As daunting as it might seem, he does all of his math in his head, scribbling his inscrutable findings in note pads and on blackboards. So the 55-minute commute to Baltimore from his home in suburban Virginia is actually the perfect laboratory.

Minicozzi and neuroscientist Alfredo Kirkwood are among 100 outstanding young scientists across the nation who have been awarded Sloan Research Fellowships this year.

William Minicozzi, an assistant professor in the Department of Mathematics, specializes in geometric analysis.

Kirkwood, an assistant professor in the Zanvyl Krieger Mind/Brain Institute, studies how the neural connections in the brain change with experience and learning, a phenomenon called neural plasticity, which is a popular field within neuroscience.

"My research is a little bit different from the rest of Mind/Brain in the sense that most people here are more focused on how the brain circuits use information to make choices and how they are involved in perception, and those kinds of questions," said Kirkwood, who came to Hopkins in June 1997. "I am more interested in how these brain circuits can change so that you can learn to use information and to perceive."
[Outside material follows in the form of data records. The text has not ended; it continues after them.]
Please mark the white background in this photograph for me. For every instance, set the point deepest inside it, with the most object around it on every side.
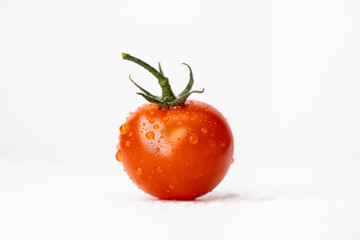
(285, 74)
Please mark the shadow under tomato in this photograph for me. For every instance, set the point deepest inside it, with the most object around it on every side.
(234, 197)
(220, 197)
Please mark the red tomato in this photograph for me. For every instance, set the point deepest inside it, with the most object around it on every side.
(176, 153)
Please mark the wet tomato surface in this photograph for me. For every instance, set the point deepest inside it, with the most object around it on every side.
(180, 153)
(174, 148)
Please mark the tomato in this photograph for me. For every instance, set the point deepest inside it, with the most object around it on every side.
(180, 152)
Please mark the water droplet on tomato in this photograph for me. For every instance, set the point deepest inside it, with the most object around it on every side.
(118, 156)
(150, 135)
(212, 143)
(158, 169)
(192, 137)
(139, 171)
(124, 128)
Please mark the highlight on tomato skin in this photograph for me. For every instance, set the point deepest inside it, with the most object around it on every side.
(174, 148)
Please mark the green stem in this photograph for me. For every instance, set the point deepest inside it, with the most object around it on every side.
(168, 98)
(167, 93)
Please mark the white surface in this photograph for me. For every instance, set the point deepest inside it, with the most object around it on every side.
(289, 69)
(89, 201)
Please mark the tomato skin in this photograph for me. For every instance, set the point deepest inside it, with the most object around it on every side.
(180, 153)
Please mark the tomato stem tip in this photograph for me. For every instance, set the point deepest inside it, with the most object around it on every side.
(168, 98)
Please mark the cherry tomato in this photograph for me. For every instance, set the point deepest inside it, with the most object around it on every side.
(178, 152)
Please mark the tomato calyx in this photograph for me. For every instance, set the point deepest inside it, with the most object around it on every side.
(168, 98)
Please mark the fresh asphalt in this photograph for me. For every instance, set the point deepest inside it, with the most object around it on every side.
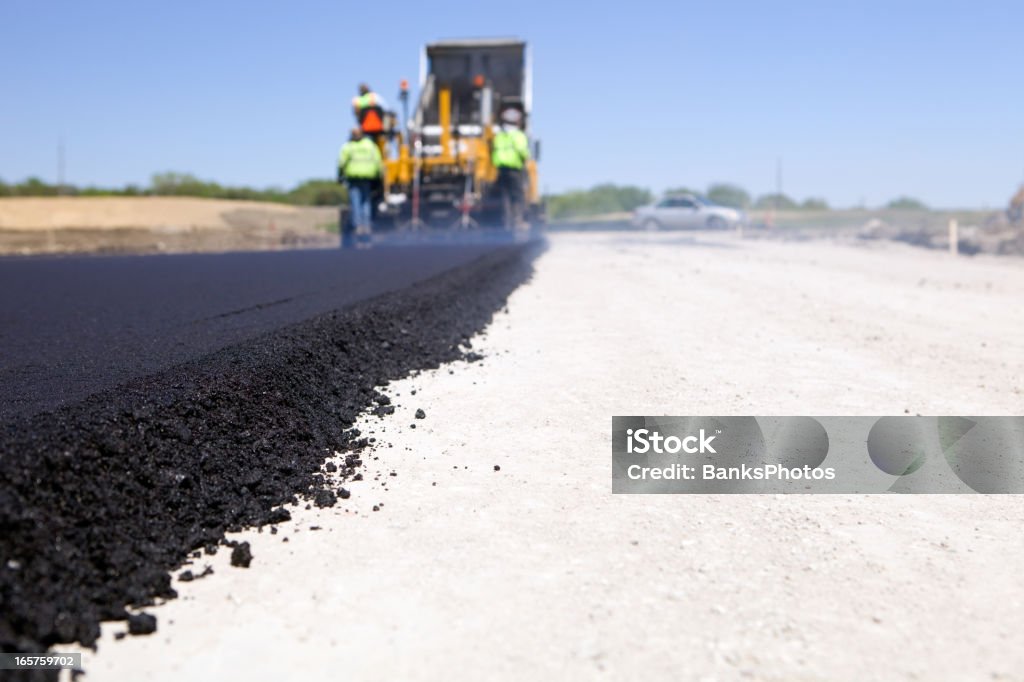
(71, 327)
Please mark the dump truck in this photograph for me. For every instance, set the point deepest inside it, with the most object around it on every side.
(437, 170)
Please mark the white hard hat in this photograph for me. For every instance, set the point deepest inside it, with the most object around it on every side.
(511, 116)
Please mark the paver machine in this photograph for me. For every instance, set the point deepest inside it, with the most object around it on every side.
(437, 160)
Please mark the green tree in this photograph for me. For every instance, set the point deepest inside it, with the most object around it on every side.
(906, 204)
(780, 202)
(318, 193)
(596, 201)
(729, 195)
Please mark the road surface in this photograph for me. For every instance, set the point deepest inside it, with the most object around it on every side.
(75, 326)
(537, 571)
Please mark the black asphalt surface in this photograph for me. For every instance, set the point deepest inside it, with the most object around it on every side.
(156, 403)
(71, 327)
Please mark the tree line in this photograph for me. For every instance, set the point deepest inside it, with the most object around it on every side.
(309, 193)
(601, 199)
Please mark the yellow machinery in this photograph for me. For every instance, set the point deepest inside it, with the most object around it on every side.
(437, 170)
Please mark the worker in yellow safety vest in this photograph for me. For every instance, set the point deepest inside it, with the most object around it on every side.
(359, 167)
(369, 110)
(509, 153)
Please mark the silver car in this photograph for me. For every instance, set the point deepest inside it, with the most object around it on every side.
(687, 212)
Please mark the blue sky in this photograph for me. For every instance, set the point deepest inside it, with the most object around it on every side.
(862, 101)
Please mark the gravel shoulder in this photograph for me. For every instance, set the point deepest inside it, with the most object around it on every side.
(537, 570)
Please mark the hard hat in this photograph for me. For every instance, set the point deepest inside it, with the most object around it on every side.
(512, 116)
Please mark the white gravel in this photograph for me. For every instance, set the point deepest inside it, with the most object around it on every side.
(538, 571)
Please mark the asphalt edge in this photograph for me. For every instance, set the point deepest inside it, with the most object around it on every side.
(101, 500)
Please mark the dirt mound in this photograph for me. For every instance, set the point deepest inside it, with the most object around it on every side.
(162, 224)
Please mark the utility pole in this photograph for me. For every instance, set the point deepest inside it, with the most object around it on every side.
(60, 165)
(778, 183)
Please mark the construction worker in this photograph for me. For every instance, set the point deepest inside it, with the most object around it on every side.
(359, 166)
(369, 110)
(509, 153)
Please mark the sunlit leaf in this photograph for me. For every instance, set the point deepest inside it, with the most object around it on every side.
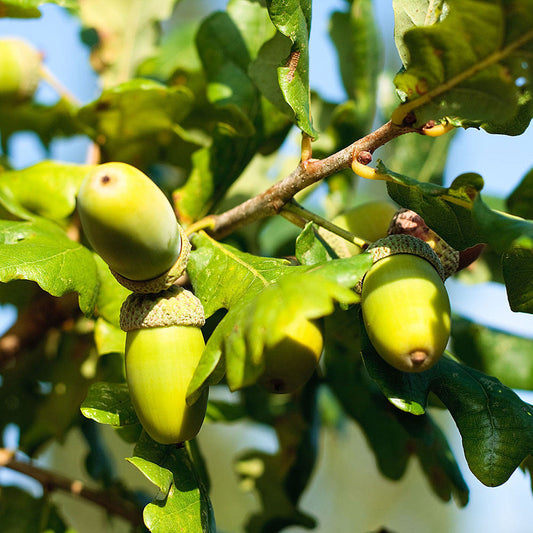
(185, 504)
(472, 65)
Kirkwood, a native of Chile who earned a doctorate in neuroscience from Brandeis University, specializes in a portion of the brain called the visual cortex, a section of gray matter that is known to be especially plastic and is where the sense of sight is headquartered.

Alfredo Kirkwood, an assistant professor in the Zanvyl Krieger Mind/Brain Institute, studies neural plasticity.

Scientists made a startling discovery more than 30 years ago: Mammals, including people, go through a "critical period" in youth during which the neural connections are formed and strengthened between the eyes and the visual cortex.

If a blindfold is placed over the eye of an animal immediately after it is born and kept in place for the full length of the critical period, the connections are never made and the animal is blind in that eye.

"Those were very dramatic findings," Kirkwood said. "The cortex and the eye get disconnected forever."

Generally, the larger the animal, the longer the critical period. In rats, the period is about a month, whereas in humans it lasts about a decade.

"If you have a cataract, which is basically like a covering, you have to be operated on early in life, say at 5 years old, to get a full recovery of the eye. But if you wait until the child is 12 years old, that eye becomes blind forever," Kirkwood said.

"Whether the cortex can talk to the eye in a functional way will depend on what the animal sees and how it views the information. So then the cortex becomes a real model of how the brain learns how to be a brain, basically."

Kirkwood primarily studies the visual cortex in rats, comparing the neural connections in brains of rats that have been raised in the dark to those in animals that have been raised under normal lighting conditions.

Minicozzi came to Hopkins in 1995 after earning a doctorate from Stanford University and serving one year as a postdoctoral fellow at New York University's Courant Institute.

He specializes in geometric analysis, using mathematics to study geometry and shapes known as manifolds, which are spaces that on a small scale may look flat but are actually more complex. Examples of manifolds include spheres and doughnuts.

"When we stand on the Earth and look around, it appears that we are just standing on a flat space," said Minicozzi, an assistant professor in the Department of Mathematics. "But actually the whole space is curved."

To understand more about the nature of these shapes, mathematicians use differential geometry, the same language used in many physics applications.

In 1996, Minicozzi, working with mathematician Tobias Colding at New York University, solved a problem that had been puzzling experts in the field since the mid-1970s.

Their breakthrough dealt with the difficult feat of measuring the curvatures of complex geometric shapes, or spaces. When space bends back onto itself, like a sphere, it's called positively curved. Mathematicians had theorized that the well-understood methods used to analyze flat space would also work in analyses of positively curved space.

He and Colding proved that the theory was true, explained Minicozzi as his phone rang in the background. He didn't bother answering; it was almost certainly Colding, calling to share yet another mathematical insight. Such is the life of a mathematician: trading numerous ideas in e-mail messages, phone conversations and professional gatherings held in far-flung international locations.

Sloan Fellowships, awarded by the Alfred P. Sloan Foundation, are for university researchers in the fields of physics, chemistry, computer science, mathematics, neuroscience and economics. The average age of this year's fellows is 33. They will receive a $35,000, two-year grant to support their work.